Petit-déjeuner au FIC « Créer les conditions de la confiance numérique «
Je suis intervenue ce matin au petit-déjeuner organisé par le Forum International Cybercriminalité (FIC) sur le thème « Créer les conditions de la confiance numérique ».
Il s’agissait de faire un point à la suite de l’adoption, le 23 juillet dernier, du Règlement (UE) eIDAS n°910/2014 du Parlement européen et du Conseil du 23 juillet 2014 sur l’identification électronique et les services de confiance pour les transactions électroniques au sein du marché intérieur.
Voici une synthèse des thèmes que j’ai abordés :
Le principe de reconnaissance mutuelle introduit par le règlement
Quelques exemples pour commencer :
Un étudiant française qui souhaiterait s’inscrire en ligne dans une université espagnole, grâce à sa future carte d’identité électronique.
Candidature d’une entreprise italienne, par le biais d’une signature électronique fournie par un prestataire français, à un appel d’offres passé par un acheteur public allemand.
Le principe établi par le Règlement est celui selon lequel le numérique ne doit pas être un obstacle au marché intérieur.
Il consacre par conséquent la reconnaissance mutuelle des moyens d’identification électronique.

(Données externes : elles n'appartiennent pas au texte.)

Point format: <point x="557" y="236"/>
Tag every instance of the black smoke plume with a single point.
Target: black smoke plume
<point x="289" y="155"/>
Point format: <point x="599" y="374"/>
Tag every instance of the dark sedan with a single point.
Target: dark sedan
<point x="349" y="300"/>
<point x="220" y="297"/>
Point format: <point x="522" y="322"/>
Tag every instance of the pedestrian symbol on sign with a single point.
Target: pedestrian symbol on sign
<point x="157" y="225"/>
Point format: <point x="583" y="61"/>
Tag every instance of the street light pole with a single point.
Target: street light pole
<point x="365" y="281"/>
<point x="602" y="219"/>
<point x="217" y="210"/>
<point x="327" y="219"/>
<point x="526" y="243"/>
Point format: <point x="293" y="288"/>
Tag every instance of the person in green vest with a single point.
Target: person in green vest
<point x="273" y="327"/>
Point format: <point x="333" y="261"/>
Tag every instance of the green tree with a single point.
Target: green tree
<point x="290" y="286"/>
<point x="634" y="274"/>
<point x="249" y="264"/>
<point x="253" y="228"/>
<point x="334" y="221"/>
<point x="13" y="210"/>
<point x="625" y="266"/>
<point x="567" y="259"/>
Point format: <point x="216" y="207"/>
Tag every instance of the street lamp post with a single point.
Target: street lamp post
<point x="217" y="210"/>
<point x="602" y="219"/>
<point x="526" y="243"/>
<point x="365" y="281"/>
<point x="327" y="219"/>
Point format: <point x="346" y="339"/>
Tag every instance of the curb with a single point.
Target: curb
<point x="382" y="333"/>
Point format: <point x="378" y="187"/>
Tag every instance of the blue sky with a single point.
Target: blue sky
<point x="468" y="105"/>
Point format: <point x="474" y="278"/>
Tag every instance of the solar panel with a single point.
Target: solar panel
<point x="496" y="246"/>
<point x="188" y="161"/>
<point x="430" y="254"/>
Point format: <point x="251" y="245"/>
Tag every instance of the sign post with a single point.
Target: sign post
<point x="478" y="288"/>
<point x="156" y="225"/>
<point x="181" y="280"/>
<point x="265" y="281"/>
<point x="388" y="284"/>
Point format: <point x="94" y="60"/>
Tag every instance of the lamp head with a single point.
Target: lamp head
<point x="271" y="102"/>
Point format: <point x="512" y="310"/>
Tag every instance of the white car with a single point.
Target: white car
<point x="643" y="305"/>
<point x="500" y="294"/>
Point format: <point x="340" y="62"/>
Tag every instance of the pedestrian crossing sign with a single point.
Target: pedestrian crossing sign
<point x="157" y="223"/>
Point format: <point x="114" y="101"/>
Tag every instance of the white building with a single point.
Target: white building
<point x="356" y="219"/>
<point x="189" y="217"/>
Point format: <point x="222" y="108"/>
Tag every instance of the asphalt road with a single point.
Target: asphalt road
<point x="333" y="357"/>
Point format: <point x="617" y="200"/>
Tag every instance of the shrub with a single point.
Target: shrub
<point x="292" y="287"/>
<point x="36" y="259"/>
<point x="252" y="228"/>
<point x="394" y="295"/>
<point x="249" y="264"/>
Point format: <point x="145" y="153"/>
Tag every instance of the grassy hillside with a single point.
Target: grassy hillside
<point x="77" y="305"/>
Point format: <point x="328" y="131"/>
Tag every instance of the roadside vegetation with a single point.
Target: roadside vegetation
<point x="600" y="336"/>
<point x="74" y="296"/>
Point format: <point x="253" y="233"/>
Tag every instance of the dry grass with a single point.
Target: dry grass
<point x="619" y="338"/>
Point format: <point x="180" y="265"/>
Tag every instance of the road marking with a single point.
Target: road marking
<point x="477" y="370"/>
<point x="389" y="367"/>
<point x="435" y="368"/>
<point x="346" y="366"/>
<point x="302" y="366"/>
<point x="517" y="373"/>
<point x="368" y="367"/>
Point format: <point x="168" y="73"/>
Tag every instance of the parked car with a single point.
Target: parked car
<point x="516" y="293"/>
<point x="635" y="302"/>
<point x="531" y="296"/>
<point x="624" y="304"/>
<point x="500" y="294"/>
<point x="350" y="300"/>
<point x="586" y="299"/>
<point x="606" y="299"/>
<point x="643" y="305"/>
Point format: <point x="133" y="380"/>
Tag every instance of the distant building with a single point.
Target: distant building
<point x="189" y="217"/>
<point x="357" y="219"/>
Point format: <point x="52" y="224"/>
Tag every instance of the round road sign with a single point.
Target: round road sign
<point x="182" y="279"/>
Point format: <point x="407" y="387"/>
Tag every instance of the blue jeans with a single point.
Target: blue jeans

C’est à dire, en d’autres termes, que si un moyen d’identification est exigé sur un état membre (état A), le moyen d’identification délivré dans un autre état membre (état B) doit être reconnu, dès lors que les conditions suivantes sont réunies :
– la délivrance du moyen d’identification relève d’un schéma d’identification électronique figurant sur la liste publiée par la Commission,
– celui-ci offre le même niveau de garantie que celui exigé par l’état A (niveau substantiel ou élevé).
Le Règlement reprend également un autre volet de réciprocité : les services de confiance fournis par des prestataires établis dans des pays hors UE sont reconnus, sous réserve de réciprocité (si le pays tiers reconnaît aux services fournis par des prestataires UE la même valeur qu’aux services de prestataires locaux).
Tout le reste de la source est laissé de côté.